True, it’s unlikely that some deranged stranger will walk up to you and ask you about square roots. Anyone working in the tourism industry, however, faces a lot of trial and error anyway.
Buying advertising space in foreign tourism publications, for example, is often a shot in the dark. You never know what’s going to happen. If you’re averse to making “errors” in this realm, you’re not going to get very far. Hiding under your desk isn’t going to bring in the customers.
And even once the customers do arrive, it’s hard to know how they’ll react to the myriad details involved in serving them. I guess that’s one reason I like tourism; it’s a field that rewards constant tweaking and creativity. I never faced two days that were the same in tourism.
Indeed, the world is too messy to fit within the dry confines of a computer screen. I’m not diminishing the importance of calculation and number-crunching; I’m a total geek for that stuff. And I’m not suggesting that trial and error should be employed outside of reason. I’m saying, by contrast, that it can be done in accordance with reason.
Overall, when it comes to the evolution of industries, businesses, and a lot of other stuff, trial and error was certainly involved. Only in retrospect do these histories look clean and easily explained.
I’ll offer another example of trial and error: learning to swim.
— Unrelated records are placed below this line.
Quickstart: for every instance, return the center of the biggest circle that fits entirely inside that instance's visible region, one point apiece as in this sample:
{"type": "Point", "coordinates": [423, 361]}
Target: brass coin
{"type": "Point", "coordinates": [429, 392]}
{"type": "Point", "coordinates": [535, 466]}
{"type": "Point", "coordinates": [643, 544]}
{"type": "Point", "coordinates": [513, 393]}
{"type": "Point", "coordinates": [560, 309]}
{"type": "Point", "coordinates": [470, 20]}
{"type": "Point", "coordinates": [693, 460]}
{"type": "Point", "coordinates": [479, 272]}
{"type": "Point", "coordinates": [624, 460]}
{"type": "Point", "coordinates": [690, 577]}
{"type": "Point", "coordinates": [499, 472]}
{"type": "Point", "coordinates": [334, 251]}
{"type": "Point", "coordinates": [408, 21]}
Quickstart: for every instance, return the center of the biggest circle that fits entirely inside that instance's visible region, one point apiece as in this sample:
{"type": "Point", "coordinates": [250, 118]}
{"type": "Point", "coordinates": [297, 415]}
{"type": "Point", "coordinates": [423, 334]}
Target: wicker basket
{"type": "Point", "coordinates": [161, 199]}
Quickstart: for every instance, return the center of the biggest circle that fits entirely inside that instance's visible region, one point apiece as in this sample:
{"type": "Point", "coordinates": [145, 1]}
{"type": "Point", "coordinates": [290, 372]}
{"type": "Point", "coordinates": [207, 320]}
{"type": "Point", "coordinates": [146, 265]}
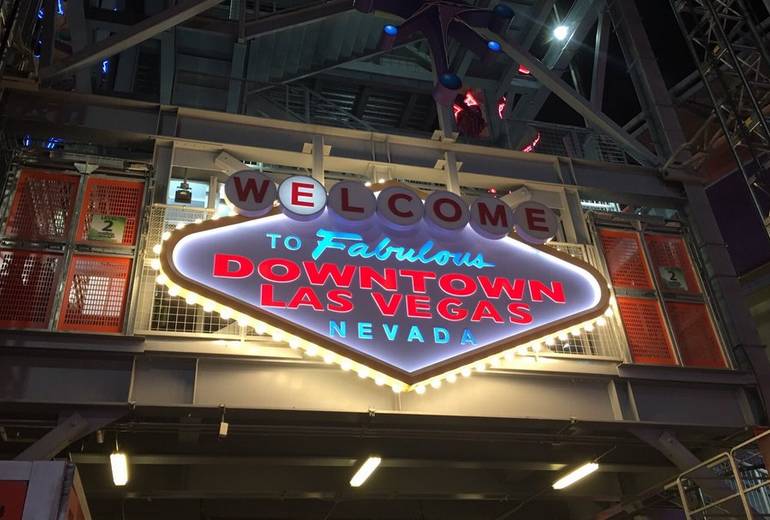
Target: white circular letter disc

If we wanted to take a theoretical approach to swimming, we could study fluid dynamics, read up on the theory of buoyancy, analyze various case studies about good swimmers, and diagram various techniques of swimming. After that, we could all jump into the deep end of a swimming pool and promptly drown.
In the real world, of course, we don’t need any theory or calculation in order to learn how to swim. The way we learn is by trial and error. Hopefully, we’ll cover the downside by having a teacher nearby and our first sessions in the shallow end; after all, an “error” is one thing, but a fatal error is quite another.
Don’t ask me how the body learns to swim at the physiological or psychological level, I have no idea, but it’s clearly a result of a lot of iterations of trial and error at an unconscious level. A fancier term might be a feedback loop.
We take trial and error for granted when we’re kids since it’s just the natural learning process. Nobody who I knew learned how to ride a bike, climb a tree, or throw a baseball by studying equations. We just went outside and figured it out.
Somehow, this instinct gets washed out of us as the years go by and as classroom lectures supplant hands-on engagement. In the classroom, an “error” will count against you on a test. The more errors, the worse the grade. Later on, in corporate settings, the same dynamic applies. Any savvy careerist will avoid taking any risks and thus avoid the corresponding prospect of getting blamed for an “error.” That’s why so many big companies become ungainly dinosaurs while small upstarts run circles around them. It’s not just a clash of scale. It’s a clash of cultures.
As a result, the tropics are full of refugees from corporate life who took chances to start dive shops, restaurants, tour companies, inns, and the like. They went back to the concept of tree-climbing, getting back to the hands-on engagement of life, accepting the notion of trial and error.
This brings us back to where we started, back to the term itself. The “error” in trial and error is too broad a term. It covers mistakes that might be reckless, fatal, or stupid, but it also covers useful feedback that’s part of the learning process, the creative process, or the business-development process.
Well, such are my thoughts on one of life’s most loaded phrases. Now if you’ll excuse me, I see that a couple of people are strolling by my beach chair. I’m going to quiz them on square roots.